Gallerie dell’Accademia: the best of Venetian art

Gallerie dell'Accademia (c) Matteo de Fina
Gallerie dell'Accademia (c) Matteo de Fina
This is the most important museum in Venice, with over 800 works by Venetian and Italian masters who have influenced the European art in recent centuries: from the 13th century Byzantine to the Vedutists of the 18th century.

The building at the foot of the Accademia Bridge, which once housed the Scuola Grande di Santa Maria della Carità, the church of the same name and its convent, now houses a very rich pictorial museum that traces the history of art from the 13th to the 18th century.

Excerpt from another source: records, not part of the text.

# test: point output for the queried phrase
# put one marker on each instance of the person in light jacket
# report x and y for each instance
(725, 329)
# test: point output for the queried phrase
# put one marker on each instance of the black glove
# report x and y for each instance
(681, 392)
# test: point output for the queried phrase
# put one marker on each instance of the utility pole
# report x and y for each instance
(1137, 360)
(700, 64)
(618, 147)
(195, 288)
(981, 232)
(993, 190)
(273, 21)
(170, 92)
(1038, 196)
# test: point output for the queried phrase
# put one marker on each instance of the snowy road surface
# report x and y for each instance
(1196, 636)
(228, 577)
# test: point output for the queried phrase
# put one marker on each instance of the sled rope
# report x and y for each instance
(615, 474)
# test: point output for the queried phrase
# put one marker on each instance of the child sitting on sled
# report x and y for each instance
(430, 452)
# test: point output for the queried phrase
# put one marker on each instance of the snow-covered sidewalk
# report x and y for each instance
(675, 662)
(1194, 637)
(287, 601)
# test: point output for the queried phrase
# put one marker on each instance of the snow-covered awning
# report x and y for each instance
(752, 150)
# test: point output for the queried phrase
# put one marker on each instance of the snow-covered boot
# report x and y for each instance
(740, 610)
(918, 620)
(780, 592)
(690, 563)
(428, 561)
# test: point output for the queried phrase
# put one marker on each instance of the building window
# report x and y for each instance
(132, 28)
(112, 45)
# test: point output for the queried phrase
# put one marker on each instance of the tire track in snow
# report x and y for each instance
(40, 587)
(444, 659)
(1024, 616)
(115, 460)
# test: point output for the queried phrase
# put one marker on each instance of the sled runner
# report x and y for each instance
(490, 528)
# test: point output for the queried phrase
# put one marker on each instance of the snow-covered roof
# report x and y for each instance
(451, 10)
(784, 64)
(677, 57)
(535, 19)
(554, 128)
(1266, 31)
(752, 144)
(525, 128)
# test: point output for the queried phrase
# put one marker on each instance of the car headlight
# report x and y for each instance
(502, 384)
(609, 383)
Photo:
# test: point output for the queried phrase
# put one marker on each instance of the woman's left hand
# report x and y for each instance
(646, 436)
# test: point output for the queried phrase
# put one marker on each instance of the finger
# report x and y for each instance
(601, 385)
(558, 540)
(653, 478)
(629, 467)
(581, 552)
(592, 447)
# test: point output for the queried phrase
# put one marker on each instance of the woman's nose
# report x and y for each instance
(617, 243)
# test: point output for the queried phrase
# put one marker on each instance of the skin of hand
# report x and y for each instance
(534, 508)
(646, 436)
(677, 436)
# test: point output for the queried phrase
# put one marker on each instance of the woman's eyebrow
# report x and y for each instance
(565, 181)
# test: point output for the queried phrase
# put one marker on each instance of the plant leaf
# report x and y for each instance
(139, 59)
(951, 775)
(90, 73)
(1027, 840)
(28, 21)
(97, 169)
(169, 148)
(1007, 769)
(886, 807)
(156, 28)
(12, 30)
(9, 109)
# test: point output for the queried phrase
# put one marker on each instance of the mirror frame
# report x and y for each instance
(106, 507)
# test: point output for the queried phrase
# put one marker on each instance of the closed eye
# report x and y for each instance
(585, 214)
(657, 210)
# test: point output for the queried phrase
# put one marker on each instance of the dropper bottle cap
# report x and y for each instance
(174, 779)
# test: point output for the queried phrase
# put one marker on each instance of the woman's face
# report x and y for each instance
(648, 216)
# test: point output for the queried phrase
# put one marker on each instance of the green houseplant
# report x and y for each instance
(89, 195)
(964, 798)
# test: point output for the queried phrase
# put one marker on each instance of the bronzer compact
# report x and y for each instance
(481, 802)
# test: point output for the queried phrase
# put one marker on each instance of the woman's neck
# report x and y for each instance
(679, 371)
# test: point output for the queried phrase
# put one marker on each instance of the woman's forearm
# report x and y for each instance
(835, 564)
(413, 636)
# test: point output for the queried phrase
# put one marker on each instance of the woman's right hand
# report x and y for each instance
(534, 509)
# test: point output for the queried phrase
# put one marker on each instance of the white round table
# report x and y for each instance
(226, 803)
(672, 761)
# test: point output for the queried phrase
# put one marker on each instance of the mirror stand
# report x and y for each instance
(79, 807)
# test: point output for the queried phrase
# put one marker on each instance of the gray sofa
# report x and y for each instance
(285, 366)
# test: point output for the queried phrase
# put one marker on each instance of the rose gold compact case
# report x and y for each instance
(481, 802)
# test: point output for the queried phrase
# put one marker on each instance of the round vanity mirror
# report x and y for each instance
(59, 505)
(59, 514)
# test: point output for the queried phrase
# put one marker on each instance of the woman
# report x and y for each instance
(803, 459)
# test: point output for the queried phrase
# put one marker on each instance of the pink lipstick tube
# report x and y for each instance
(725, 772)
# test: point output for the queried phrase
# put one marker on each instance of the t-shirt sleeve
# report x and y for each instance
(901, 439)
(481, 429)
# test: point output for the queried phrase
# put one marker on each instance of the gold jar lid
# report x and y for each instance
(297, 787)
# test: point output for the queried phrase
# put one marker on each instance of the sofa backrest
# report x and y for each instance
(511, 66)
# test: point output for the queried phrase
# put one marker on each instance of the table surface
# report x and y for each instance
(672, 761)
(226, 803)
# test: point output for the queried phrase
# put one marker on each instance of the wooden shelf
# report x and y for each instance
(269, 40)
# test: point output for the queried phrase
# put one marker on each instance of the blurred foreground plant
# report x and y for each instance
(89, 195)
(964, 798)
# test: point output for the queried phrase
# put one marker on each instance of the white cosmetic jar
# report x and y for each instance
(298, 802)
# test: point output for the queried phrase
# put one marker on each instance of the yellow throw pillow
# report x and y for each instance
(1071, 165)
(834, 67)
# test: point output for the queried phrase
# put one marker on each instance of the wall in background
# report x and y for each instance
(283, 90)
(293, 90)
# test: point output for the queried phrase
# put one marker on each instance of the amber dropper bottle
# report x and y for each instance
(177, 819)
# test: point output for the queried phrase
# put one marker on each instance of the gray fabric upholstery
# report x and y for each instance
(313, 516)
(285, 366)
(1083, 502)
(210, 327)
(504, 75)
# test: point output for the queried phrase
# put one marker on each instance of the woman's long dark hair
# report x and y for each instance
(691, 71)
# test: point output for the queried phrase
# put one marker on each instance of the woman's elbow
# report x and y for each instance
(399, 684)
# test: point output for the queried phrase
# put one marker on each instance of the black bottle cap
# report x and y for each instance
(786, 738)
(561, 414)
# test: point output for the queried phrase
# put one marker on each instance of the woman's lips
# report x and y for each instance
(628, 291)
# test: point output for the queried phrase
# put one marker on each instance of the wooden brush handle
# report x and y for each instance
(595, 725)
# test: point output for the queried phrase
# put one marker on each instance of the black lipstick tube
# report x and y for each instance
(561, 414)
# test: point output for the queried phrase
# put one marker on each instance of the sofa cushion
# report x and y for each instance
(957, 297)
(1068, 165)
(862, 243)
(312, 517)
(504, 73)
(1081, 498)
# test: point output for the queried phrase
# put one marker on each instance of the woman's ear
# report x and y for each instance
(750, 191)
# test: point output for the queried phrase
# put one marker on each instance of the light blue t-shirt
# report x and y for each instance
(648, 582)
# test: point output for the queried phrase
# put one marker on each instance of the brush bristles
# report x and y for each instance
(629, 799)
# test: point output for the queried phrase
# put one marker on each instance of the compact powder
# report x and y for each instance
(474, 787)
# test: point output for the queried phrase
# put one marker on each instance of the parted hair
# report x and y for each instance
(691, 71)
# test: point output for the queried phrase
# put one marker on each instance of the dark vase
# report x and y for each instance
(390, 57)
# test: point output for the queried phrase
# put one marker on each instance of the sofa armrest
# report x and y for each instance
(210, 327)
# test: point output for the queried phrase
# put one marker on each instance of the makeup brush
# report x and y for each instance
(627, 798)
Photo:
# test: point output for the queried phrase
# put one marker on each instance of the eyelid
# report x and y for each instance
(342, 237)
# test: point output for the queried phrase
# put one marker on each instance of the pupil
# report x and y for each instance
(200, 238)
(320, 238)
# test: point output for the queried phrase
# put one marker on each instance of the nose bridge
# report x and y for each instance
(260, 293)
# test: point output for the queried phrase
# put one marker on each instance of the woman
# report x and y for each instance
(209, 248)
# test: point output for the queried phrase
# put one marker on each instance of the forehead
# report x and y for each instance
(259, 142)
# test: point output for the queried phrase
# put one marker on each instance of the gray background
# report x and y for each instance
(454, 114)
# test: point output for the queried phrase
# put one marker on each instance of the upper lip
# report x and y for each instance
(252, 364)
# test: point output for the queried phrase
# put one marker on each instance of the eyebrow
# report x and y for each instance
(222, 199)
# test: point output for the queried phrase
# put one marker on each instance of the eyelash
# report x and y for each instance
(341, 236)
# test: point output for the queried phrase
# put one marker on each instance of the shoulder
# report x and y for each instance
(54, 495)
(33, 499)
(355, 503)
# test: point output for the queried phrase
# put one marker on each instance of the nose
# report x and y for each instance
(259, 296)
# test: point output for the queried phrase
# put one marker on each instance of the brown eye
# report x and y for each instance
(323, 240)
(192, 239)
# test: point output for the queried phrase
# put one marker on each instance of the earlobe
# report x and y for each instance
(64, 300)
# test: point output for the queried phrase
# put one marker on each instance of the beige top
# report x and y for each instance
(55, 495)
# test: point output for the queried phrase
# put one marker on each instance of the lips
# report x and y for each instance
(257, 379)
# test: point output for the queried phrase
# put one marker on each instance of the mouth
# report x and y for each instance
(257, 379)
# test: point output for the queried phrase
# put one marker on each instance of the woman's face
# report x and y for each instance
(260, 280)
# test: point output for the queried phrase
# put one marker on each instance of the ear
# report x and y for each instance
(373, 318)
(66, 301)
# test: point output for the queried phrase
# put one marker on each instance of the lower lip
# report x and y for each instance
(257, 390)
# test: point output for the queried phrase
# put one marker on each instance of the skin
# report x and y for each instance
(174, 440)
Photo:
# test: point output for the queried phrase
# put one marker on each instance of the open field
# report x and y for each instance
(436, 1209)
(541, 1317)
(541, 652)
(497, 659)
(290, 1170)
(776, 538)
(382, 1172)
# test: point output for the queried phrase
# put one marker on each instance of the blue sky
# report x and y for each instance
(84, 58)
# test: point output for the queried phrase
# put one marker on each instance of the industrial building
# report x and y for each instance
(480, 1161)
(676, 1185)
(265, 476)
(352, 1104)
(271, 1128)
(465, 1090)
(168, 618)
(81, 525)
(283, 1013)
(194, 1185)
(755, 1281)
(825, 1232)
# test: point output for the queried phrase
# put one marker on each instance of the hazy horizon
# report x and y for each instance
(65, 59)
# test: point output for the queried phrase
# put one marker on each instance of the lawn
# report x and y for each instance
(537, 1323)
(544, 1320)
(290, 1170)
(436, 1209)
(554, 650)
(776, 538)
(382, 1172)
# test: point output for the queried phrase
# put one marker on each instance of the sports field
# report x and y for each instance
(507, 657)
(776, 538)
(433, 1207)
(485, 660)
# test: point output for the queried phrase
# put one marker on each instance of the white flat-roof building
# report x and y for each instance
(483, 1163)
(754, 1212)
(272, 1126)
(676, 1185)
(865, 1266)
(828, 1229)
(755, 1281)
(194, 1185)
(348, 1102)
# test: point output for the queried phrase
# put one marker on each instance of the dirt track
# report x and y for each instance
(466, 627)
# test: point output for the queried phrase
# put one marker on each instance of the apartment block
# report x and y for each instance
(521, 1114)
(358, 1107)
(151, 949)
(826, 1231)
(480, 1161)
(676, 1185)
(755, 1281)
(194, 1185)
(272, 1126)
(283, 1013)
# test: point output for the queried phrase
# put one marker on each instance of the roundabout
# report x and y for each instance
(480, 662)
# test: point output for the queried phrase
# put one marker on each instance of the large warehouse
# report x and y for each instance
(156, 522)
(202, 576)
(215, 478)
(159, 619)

Among the major artists represented in the 37 rooms of the Galleries are Tintoretto, Titian (“La Pietà”), Canaletto, Giorgione (“La Tempesta”), Giovanni Bellini, Vittore Carpaccio (“Il ciclo delle storie di Sant’Orsola”), Cima da Conegliano, Veronese (“Il convito in casa di Levi”) and 18th century Vedutisti such as Canaletto, Guardi, Bellotto and Longhi. In the Gallerie dell’Accademia there is also the famous pencil and ink on paper drawing of Leonardo da Vinci’s “Vitruvian Man” (1490 circa), which represents the ideal proportions of the human body (it is exhibited only on special occasions).

The Galleria di Palazzo Cini, the Peggy Guggenheim Collection, Palazzo Grassi-Punta della Dogana, and the Gallerie dell’Accademia are connected in the Dorsoduro Museum Mile, a unique cultural itinerary of eight centuries of world art history. A few museums along a mile-long path in the Dorsoduro district, between the Grand Canal and the Giudecca Canal: an itinerary where visitors can admire masterpieces of Venetian painting from the Middle Ages and the Renaissance in the Gallerie dell’Accademia and the latest contemporary production on display at the Punta della Dogana. On the way, visitors can also explore the former homes of great collectors such as Vittorio Cini and Peggy Guggenheim and view their respective collections.

A new exhibition project by the museum has begun in October 2020: “A masterpiece for Venice” sees the displaying of a number of masterpieces of the Venetian Renaissance coming from the most important international museums. Exceptional loans that fit perfectly inside the museum context of the Galleries and create a dialogue with other works of the permanent collection, as well as with the lagoon city.